Esses ajustamentos também serão vividos pelo pai do bebê. E, em alguma medida, por toda a família. Também para eles, especialmente para o pai, é importante que haja um espaço para falar dos sentimentos despertados diante desses eventos tão complexos sobrepostos.
O amparo e um espaço de escuta disponível para os novos pais (gestante adolescente principalmente, e pai do bebê) é de importância crucial para a formação do vínculo entre mãe-pai e bebê, interferindo diretamente no futuro do bebê que está sendo gestado nesse período ímpar da vida dos pais.

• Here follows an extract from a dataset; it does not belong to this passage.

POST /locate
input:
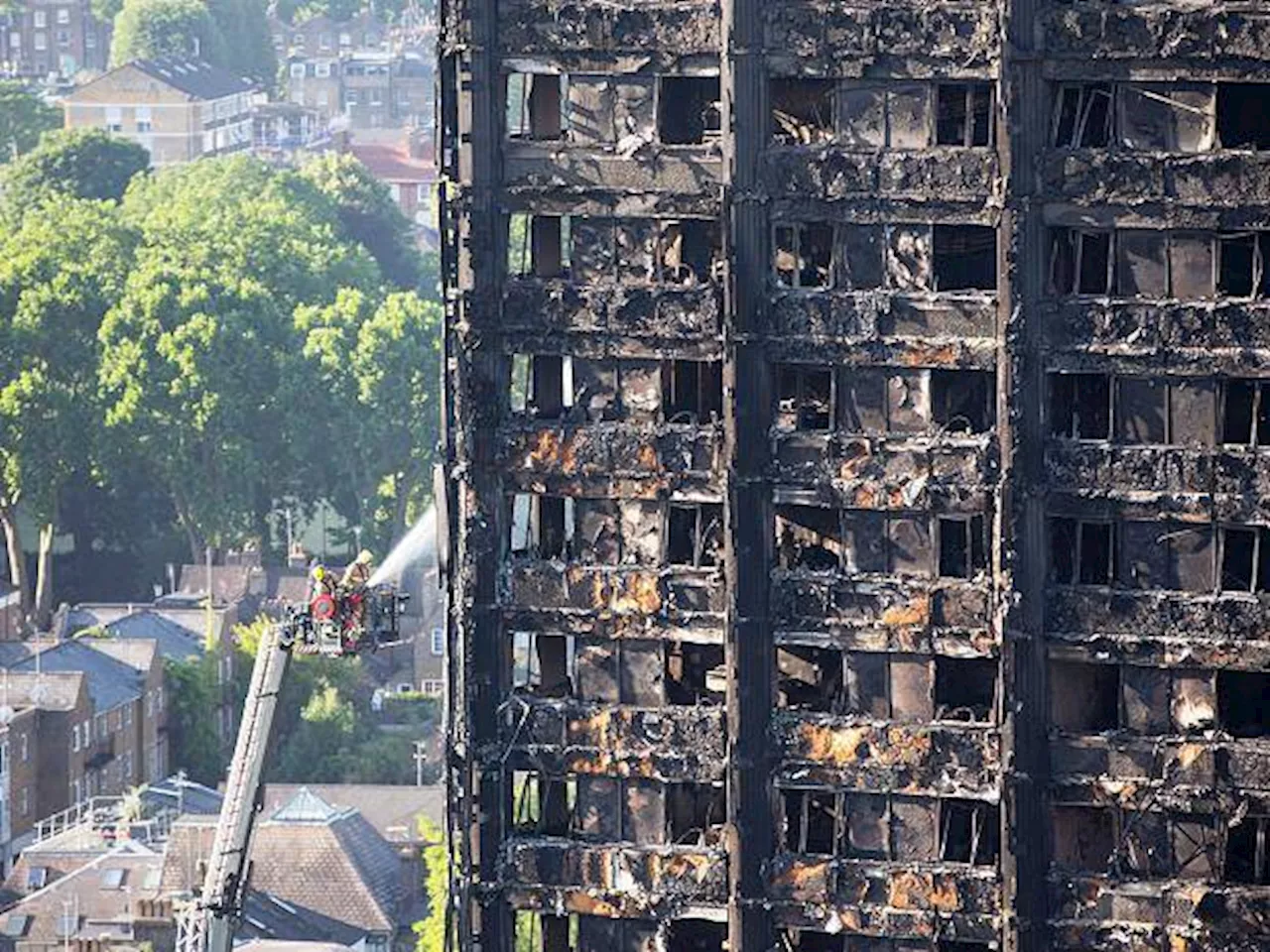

Na impossibilidade de haver um espaço de escuta que promova o amparo necessário, ou quando os sintomas da gestação e outros sintomas emocionais encontram-se demasiados, faz-se necessário procurar atendimento psicológico especializado.
O psicoterapeuta perinatal propicia amparo e auxílio para a família e para a gestante adolescente, no processo de adolescer, de se transformar, se tornar adulto, bem como no processo único de se tornar mãe; auxilia no processo de ser, de poder, de crescer e cuidar de outra vida, e, de enfim existir, nessa nova configuração.